Re: [PATCH 2/3][AArch64] Emit square root using the Newton series

James Greenhalgh Wed, 01 Jun 2016 02:01:06 -0700

On Fri, May 27, 2016 at 05:57:26PM -0500, Evandro Menezes wrote:
> 2016-04-04  Evandro Menezes  <e.mene...@samsung.com>
>             Wilco Dijkstra  <wilco.dijks...@arm.com>
> 
> gcc/
>       * config/aarch64/aarch64-protos.h
>       (aarch64_emit_approx_rsqrt): Replace with new function
>       "aarch64_emit_approx_sqrt".
>       (cpu_approx_modes): New member "sqrt".
>       * config/aarch64/aarch64.c
>       (generic_approx_modes): New member "sqrt".
>       (exynosm1_approx_modes): Likewise.
>       (xgene1_approx_modes): Likewise.
>       (aarch64_emit_approx_rsqrt): Replace with new function
>       "aarch64_emit_approx_sqrt".
>       (aarch64_override_options_after_change_1): Handle new option.
>       * config/aarch64/aarch64-simd.md
>       (rsqrt<mode>2): Use new function instead.
>       (sqrt<mode>2): New expansion and insn definitions.
>       * config/aarch64/aarch64.md: Likewise.
>       * config/aarch64/aarch64.opt
>       (mlow-precision-sqrt): Add new option description.
>       * doc/invoke.texi (mlow-precision-sqrt): Likewise.


> diff --git a/gcc/config/aarch64/aarch64-protos.h 
> b/gcc/config/aarch64/aarch64-protos.h
> index 6156281..2f407fd 100644
> --- a/gcc/config/aarch64/aarch64-protos.h
> +++ b/gcc/config/aarch64/aarch64-protos.h
> @@ -192,7 +192,8 @@ struct cpu_branch_cost
>  /* Allowed modes for approximations.  */
>  struct cpu_approx_modes
>  {
> -  const unsigned int recip_sqrt; /* Reciprocal square root.  */
> +  const unsigned int sqrt;           /* Square root.  */
> +  const unsigned int recip_sqrt;     /* Reciprocal square root.  */
>  };
>  
>  struct tune_params
> @@ -388,7 +389,7 @@ void aarch64_register_pragmas (void);
>  void aarch64_relayout_simd_types (void);
>  void aarch64_reset_previous_fndecl (void);
>  void aarch64_save_restore_target_globals (tree);
> -void aarch64_emit_approx_rsqrt (rtx, rtx);
> +bool aarch64_emit_approx_sqrt (rtx, rtx, bool);

There's a goal to try to keep these in alphabetical order (first by return
type, then by name).
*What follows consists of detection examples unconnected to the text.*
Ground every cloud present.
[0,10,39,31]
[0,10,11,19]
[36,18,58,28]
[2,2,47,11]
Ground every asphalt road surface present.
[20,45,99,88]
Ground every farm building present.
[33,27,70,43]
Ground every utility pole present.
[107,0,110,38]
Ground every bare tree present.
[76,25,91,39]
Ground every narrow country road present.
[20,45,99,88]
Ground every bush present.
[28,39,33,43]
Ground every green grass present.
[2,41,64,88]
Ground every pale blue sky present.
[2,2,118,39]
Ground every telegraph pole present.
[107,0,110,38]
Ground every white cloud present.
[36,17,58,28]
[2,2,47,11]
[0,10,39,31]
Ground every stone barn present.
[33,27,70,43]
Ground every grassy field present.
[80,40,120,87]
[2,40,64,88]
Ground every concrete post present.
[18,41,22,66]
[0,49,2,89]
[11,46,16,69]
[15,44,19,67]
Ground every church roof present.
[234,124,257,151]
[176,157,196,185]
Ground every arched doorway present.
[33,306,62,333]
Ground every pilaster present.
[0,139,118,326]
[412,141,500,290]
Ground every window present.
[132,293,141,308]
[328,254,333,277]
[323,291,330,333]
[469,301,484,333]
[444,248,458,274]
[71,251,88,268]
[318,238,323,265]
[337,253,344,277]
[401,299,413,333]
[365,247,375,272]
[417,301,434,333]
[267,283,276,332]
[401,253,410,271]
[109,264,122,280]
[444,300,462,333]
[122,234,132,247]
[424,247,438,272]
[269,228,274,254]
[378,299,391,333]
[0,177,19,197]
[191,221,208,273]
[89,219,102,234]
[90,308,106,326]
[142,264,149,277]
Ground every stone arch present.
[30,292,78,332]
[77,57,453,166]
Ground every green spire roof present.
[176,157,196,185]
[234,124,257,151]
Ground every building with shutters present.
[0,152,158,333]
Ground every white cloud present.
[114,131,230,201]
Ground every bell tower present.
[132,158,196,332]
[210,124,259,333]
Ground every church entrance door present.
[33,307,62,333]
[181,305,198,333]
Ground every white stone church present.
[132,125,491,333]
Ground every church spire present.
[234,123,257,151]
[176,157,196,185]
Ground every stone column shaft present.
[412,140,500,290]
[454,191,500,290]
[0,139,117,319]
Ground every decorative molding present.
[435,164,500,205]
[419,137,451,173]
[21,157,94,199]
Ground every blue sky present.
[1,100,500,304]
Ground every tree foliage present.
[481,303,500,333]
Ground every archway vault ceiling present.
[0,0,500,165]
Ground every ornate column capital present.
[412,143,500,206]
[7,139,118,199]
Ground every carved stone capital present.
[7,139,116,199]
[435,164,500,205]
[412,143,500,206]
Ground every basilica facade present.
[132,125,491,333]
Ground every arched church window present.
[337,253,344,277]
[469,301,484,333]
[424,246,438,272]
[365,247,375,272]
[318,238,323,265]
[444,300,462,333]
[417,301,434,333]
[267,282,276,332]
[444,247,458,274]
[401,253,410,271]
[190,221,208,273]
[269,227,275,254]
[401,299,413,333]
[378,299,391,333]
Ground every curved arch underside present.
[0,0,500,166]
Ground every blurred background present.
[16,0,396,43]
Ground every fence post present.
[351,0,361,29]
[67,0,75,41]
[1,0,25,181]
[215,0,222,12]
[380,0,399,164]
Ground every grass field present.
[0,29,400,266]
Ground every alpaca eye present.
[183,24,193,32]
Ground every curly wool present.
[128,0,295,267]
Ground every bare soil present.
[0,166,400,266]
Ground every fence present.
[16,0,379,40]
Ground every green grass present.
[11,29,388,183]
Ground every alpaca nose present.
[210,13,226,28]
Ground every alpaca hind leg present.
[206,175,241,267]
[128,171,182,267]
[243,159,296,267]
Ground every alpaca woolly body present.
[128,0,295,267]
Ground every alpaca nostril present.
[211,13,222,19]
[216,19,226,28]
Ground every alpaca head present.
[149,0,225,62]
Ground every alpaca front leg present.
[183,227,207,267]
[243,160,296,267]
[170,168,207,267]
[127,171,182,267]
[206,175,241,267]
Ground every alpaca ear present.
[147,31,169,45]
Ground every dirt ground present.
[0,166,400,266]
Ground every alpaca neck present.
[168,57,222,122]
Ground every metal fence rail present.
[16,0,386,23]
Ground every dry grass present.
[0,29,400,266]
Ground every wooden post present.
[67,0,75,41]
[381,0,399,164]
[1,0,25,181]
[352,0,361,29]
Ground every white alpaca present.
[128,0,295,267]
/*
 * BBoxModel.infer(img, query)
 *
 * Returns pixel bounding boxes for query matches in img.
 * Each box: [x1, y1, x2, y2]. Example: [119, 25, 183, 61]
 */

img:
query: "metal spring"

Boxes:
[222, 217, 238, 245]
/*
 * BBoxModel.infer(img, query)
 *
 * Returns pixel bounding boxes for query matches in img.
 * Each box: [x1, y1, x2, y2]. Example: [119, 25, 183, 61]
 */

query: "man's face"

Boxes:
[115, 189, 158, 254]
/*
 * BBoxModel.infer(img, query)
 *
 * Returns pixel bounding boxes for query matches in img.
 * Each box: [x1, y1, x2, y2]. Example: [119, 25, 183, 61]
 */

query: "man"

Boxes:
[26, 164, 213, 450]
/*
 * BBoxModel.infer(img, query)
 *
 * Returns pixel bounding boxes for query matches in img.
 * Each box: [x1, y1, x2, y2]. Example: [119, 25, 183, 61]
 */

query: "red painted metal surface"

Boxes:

This should go up by the other "bool" return types.

> +/* Emit instruction sequence to compute either the approximate square root
> +   or its approximate reciprocal, depending on the flag RECP, and return
> +   whether the sequence was emitted or not.  */
>  
> -void
> -aarch64_emit_approx_rsqrt (rtx dst, rtx src)
> +bool
> +aarch64_emit_approx_sqrt (rtx dst, rtx src, bool recp)
>  {
> -  machine_mode mode = GET_MODE (src);
> -  gcc_assert (
> -    mode == SFmode || mode == V2SFmode || mode == V4SFmode
> -     || mode == DFmode || mode == V2DFmode);
> -
> -  rtx xsrc = gen_reg_rtx (mode);
> -  emit_move_insn (xsrc, src);
> -  rtx x0 = gen_reg_rtx (mode);
> +  machine_mode mode = GET_MODE (dst);
> +  machine_mode mmsk = mode_for_vector (int_mode_for_mode (GET_MODE_INNER 
> (mode)),
> +                                    GET_MODE_NUNITS (mode));

Long line. You can run your patch through contrib/check-gnu-style.sh to find
these and other GNU style issues.

> +  bool use_approx_sqrt_p = (!recp
> +                         && (flag_mlow_precision_sqrt
> +                             || (aarch64_tune_params.approx_modes->sqrt
> +                                 & AARCH64_APPROX_MODE (mode))));
> +  bool use_approx_rsqrt_p = (recp
> +                          && (flag_mrecip_low_precision_sqrt
> +                              || 
> (aarch64_tune_params.approx_modes->recip_sqrt

Long line.

> +                                  & AARCH64_APPROX_MODE (mode))));
> +
> +  if (!flag_finite_math_only
> +      || flag_trapping_math
> +      || !flag_unsafe_math_optimizations



> +      || optimize_function_for_size_p (cfun)
> +      || !(use_approx_sqrt_p || use_approx_rsqrt_p))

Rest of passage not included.